On Sun, Mar 22, 2015 at 2:30 PM, Mikio Hara notifications@github.com wrote:

We know you introduced io.EOF to the net package (a disadvantage: it prevents to convey additional network information with net.OpError in the case of returning io.EOF), and we agreed with it because we thought that the result of any read operation on connection-oriented protocol: nread==0 && err==nil is equivalent to io.EOF.

But in this case, I'm not sure your proposal is the way to go. Here are my random thoughts.

  1. At the moment, we provide io.EOF and net.Error compliant values for part of error notification protocol/contact on IO operations of connection-oriented protocol endpoints.
  2. If we need to introduce a new signal for error notification, it should follow io package because net.Conn implements io.Reader/Writer interfaces and it would be a rationale for introducing a disadvantage the same as io.EOF.
  3. net.OpError or other net.Error compliant types/values are important for making diagnostics after disaster happened; I mean, for management plane stuff. IMHO, for control plane stuff, determining the failure from error notifications come from service access points/APIs of network protocols don't matter because SAPs/APIs usually don't satisfy such soft/hard error determination. (anyone shows me the perfect compliant of RFC 5461?)

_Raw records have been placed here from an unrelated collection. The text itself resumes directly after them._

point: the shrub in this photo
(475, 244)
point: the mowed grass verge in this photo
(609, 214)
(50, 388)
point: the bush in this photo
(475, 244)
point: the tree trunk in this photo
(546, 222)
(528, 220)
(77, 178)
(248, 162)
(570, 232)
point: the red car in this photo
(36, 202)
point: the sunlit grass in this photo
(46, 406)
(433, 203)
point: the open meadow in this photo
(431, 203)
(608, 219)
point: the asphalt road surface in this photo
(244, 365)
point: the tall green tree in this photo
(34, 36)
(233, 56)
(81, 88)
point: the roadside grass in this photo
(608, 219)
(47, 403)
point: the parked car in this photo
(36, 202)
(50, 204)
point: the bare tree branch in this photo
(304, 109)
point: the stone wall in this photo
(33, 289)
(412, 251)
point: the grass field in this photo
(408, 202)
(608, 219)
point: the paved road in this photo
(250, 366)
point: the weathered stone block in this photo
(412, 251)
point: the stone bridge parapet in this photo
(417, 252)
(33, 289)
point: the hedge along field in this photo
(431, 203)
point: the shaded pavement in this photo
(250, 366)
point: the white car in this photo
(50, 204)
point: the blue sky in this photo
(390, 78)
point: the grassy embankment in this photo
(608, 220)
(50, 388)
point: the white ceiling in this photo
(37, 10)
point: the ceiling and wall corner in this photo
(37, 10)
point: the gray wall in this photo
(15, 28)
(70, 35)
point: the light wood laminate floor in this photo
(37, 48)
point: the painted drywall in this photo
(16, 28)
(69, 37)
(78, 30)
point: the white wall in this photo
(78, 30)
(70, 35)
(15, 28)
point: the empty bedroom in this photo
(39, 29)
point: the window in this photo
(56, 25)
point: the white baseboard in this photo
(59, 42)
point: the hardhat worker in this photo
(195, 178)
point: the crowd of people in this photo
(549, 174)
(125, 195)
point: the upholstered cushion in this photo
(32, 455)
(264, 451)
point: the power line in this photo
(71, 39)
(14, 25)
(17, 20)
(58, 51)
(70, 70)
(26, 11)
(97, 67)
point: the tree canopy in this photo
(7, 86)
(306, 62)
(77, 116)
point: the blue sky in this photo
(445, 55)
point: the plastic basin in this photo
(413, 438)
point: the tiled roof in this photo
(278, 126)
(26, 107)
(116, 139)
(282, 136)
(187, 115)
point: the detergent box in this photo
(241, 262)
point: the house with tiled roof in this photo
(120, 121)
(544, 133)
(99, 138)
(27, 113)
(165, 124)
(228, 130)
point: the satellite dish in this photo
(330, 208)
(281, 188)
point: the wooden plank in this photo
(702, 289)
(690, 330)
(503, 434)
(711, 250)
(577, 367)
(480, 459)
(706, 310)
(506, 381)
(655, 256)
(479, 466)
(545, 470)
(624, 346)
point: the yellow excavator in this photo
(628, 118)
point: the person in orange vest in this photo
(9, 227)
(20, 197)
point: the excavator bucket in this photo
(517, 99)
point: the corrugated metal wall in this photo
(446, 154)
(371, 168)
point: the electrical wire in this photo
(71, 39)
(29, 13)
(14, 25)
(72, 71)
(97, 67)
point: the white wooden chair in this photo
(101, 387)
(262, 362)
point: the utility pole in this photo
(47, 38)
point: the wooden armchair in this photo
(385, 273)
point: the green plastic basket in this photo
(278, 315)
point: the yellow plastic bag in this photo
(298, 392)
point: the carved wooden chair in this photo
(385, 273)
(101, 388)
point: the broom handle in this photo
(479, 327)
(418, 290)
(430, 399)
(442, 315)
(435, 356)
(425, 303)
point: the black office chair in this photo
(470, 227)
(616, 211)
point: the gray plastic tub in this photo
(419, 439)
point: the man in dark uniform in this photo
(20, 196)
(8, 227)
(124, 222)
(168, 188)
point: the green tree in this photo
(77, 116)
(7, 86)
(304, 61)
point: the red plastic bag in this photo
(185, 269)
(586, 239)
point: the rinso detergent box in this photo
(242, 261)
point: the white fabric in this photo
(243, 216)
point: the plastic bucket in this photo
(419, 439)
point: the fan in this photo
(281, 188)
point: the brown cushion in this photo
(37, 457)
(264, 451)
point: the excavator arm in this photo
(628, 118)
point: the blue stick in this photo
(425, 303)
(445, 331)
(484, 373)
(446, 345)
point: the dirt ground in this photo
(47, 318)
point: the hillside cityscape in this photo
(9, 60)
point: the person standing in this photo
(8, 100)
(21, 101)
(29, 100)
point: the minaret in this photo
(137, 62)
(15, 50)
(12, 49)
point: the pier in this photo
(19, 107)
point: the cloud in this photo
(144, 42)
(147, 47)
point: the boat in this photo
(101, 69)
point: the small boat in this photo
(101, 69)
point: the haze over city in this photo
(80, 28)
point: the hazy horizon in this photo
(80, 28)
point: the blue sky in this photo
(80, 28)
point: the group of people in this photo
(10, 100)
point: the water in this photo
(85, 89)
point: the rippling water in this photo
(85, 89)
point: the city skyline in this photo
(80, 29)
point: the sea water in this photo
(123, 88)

— Reply to this email directly or view it on GitHub https://github.com/golang/go/issues/4373#issuecomment-84510711.

mikioh commented 9 years ago

No, I'm not intended to blame you, and you are right, (edited my previous comment); sorry about that.

davecheney commented 9 years ago

Ok, thanks for clarifying.

rsc commented 9 years ago

Putting on the maybe list, but it's not exported because people shouldn't use it.

erikdubbelboer commented 9 years ago

@rsc I would prefer not using it as well but since it's the only way to detect a http.Client timeout I have to.